Industrial segment recovery to be supported by railways and mining
Industrial segment performance remained subdued during 4QFY26/FY26, with revenue growth of +1%/-1% YoY, lower than our estimates. Within this, railways and mining witnessed strong growth, and the outlook is also fairly healthy. However, we expect construction and compressor-related revenue to be little weaker as the underlying industry is witnessing weak activity. We thus revise our growth estimates for industrial segment a bit downward to bake in weakness in these two segments. We expect industrial segment to grow at 11% over FY26-28.
Distribution segment to provide sustainable growth
Distribution segment performance remained strong and revenue grew by 21%/22% for 4QFY26/FY26. Growth continues to be driven by expanding service offerings, predictive maintenance solutions, extended warranty packages, and higher customer engagement across multiple end-markets. Going ahead, we expect growth momentum in distribution segment to be maintained by 1) CPCB4+ products, which will begin exiting warranty coverage from FY27 onward, 2) distribution revenue increasing from its data center-related offerings too as deliveries increase, 3) dual fuel kits and RECD devices, and 4) increased penetration of its products. We maintain our estimates and expect the segment’s revenue to grow at 22% over FY26-28.
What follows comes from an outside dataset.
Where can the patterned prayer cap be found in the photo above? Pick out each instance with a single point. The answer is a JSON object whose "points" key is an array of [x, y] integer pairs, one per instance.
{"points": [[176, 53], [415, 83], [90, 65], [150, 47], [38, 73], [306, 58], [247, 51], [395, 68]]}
Exports may remain lumpy amid geopolitical uncertainty Exports
declined 6% YoY to INR4.5b in 4QFY26 and grew by 12% in FY26. Despite the quarterly softness, FY26 revenue growth was supported primarily by healthy demand from Europe and Asia-Pacific markets. These regions continue to exhibit decent growth, whereas demand from the Middle East and certain other markets remains relatively subdued. The company also indicated that while currency depreciation provides a near-term benefit to export realizations, a portion of these gains is typically passed on to customers over time through pricing negotiations, including transactions with group entities. Growth in exports is expected to remain moderate, with geopolitical uncertainties and global trade disruptions continuing to impact demand visibility. We expect revenue CAGR of 15% over FY26-28 in exports
Margin pressure managed through pricing and localization
The company has started witnessing inflationary pressures in commodity, fuel and logistics costs, along with labor shortages at supplier facilities and freight disruptions arising from ongoing geopolitical issues. While pricing actions are being undertaken to offset these headwinds, there is typically a lag in passing on higher costs for already-booked orders. As a result, these factors could weigh on margins in the near term, although high localization levels and a favorable business mix should help partially mitigate the impact. We factor in margins of 21.5%/22.0% for FY27/FY28.
Valuation and outlook
We raise our FY27/FY28 estimates by 4%/7% to bake in better powergen revenue and slightly lower industrial revenue, and thus expect KKC’s revenue/EBITDA/PAT to clock a CAGR of 18%/20%/21% over FY26-28. The stock is currently trading at 55.2x/45.7x/38.7x on FY27/FY28/FY29 EPS. We roll forward our valuation and arrive at a revised TP of INR6,600, based on average of 45x P/E and DCF on Sep’28 estimates, which will capture long-term gains from high-growth segments. Retain BUY.
Key risks and concerns
Key risks to our recommendation would come from lower-than-expected demand in key segments, higher commodity prices, increased competitive intensity, and lowerthan-expected recovery in exports.